Vancouver Canucks 5 at Buffalo Sabres 4 – 2022-11-15 recap

The Canucks locked down defensively and avoided a catastrophe. They won by a goal but weren’t clinging to the lead with their fingernails.


Hockey’s a funny game. I thought this game was the Canucks single best defensive game of the season, considering the opposition. By my count, they’d allowed a lower rate in scoring chances against in the Anaheim game, but the Ducks aren’t as good of a team offensively as Buffalo can be, and this was miles ahead of where the Canucks were when they played Buffalo last, which was the game this season they’d actually allowed the most scoring chances.

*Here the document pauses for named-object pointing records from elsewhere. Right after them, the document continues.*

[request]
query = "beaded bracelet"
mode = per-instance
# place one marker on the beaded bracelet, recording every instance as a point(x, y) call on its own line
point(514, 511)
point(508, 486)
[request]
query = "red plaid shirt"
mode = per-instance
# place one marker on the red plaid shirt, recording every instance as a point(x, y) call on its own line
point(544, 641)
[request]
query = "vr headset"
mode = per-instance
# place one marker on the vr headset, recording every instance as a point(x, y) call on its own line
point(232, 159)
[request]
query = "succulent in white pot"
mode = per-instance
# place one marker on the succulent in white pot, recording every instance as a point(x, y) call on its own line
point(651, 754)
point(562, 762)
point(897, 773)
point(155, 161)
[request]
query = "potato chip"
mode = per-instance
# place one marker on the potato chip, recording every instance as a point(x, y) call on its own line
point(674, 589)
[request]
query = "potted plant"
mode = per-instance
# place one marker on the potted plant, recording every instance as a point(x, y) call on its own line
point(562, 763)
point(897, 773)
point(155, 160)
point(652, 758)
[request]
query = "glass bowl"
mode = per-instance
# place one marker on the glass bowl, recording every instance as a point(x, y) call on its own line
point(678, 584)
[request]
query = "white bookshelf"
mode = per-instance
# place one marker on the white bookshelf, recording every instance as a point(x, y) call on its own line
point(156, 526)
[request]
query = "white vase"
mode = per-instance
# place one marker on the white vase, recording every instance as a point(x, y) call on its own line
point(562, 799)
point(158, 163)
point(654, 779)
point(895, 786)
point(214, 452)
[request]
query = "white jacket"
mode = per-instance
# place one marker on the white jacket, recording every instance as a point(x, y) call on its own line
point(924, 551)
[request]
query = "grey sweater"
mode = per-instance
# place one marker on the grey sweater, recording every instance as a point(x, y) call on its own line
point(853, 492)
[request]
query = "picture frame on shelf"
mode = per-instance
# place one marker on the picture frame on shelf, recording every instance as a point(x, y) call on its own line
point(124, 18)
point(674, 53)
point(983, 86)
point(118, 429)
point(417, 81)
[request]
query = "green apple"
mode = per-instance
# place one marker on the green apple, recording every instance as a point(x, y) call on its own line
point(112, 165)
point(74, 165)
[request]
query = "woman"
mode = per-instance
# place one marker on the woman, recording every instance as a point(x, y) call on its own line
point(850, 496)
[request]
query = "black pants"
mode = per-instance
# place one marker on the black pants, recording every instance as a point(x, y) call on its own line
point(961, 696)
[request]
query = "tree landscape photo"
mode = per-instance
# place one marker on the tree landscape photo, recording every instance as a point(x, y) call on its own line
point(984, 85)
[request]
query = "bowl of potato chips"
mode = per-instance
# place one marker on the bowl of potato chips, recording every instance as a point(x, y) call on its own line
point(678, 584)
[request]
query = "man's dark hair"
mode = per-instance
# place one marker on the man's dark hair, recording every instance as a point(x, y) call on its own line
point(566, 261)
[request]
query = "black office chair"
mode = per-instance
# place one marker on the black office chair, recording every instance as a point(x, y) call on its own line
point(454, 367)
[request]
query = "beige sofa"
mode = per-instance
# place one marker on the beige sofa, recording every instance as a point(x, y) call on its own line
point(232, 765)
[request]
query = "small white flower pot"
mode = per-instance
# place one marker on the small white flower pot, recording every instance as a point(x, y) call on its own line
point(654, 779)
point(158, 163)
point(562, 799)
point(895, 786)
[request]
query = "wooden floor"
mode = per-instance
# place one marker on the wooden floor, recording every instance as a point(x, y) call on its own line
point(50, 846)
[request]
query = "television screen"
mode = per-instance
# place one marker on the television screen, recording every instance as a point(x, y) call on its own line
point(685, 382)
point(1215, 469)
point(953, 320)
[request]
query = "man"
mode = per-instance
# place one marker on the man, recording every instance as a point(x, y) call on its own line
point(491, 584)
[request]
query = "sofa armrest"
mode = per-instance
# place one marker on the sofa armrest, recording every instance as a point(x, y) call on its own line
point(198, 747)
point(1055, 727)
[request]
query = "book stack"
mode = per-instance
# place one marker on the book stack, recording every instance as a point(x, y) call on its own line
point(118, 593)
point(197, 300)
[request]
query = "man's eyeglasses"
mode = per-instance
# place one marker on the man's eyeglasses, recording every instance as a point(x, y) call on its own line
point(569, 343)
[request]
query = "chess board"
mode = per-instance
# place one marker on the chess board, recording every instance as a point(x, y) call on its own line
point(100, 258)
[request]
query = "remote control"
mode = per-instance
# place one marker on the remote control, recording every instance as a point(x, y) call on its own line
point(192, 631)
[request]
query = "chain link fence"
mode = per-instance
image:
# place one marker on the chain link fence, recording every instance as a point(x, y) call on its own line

Despite this, the Canucks were a bad bounce away from blowing two three-goal leads. They didn’t, of course, so I don’t want to get into “should have / could have” territory. Usually if a team takes a big lead, gives up a couple, and spends the rest of the game in their own end, there’s some element of danger. The Canucks held the Sabres to a two scoring chances in the third period at 5v5, didn’t allow much of anything in two minutes of 5v6 with the net empty. The only time they were in much danger was that mid-period powerplay (that Casey Mittelstadt scored immediately after).

The Canucks were out-possessed in the third by a significant margin. Hell, they were in the second as well, losing that period 17-7 in shot attempts and the third 19-10 in shot attempts, all at 5v5. But the scoring chance count was even, as the defence just did a good job at preventing those cross-seam passes from getting through and, despite some hairy moments in the second, stymied the Sabres’ rush game.

It’s tough to have complaints regarding this, to be honest. You’d like to see the team not spend so much time in their own end, and you’d like to maybe apply a bit of pressure in the third and force the opposition to work for those entries, but the Canucks defended those entries very well, allowing just 5 scoring chances against on 38 controlled entries by the Sabres.

They were full credit for this win, regardless of what the shot counter or expected goals said. The Sabres certainly weren’t whipping the puck around the offensive zone or getting too many extended shifts. They had their own problems to deal with that I’ll get to in the data.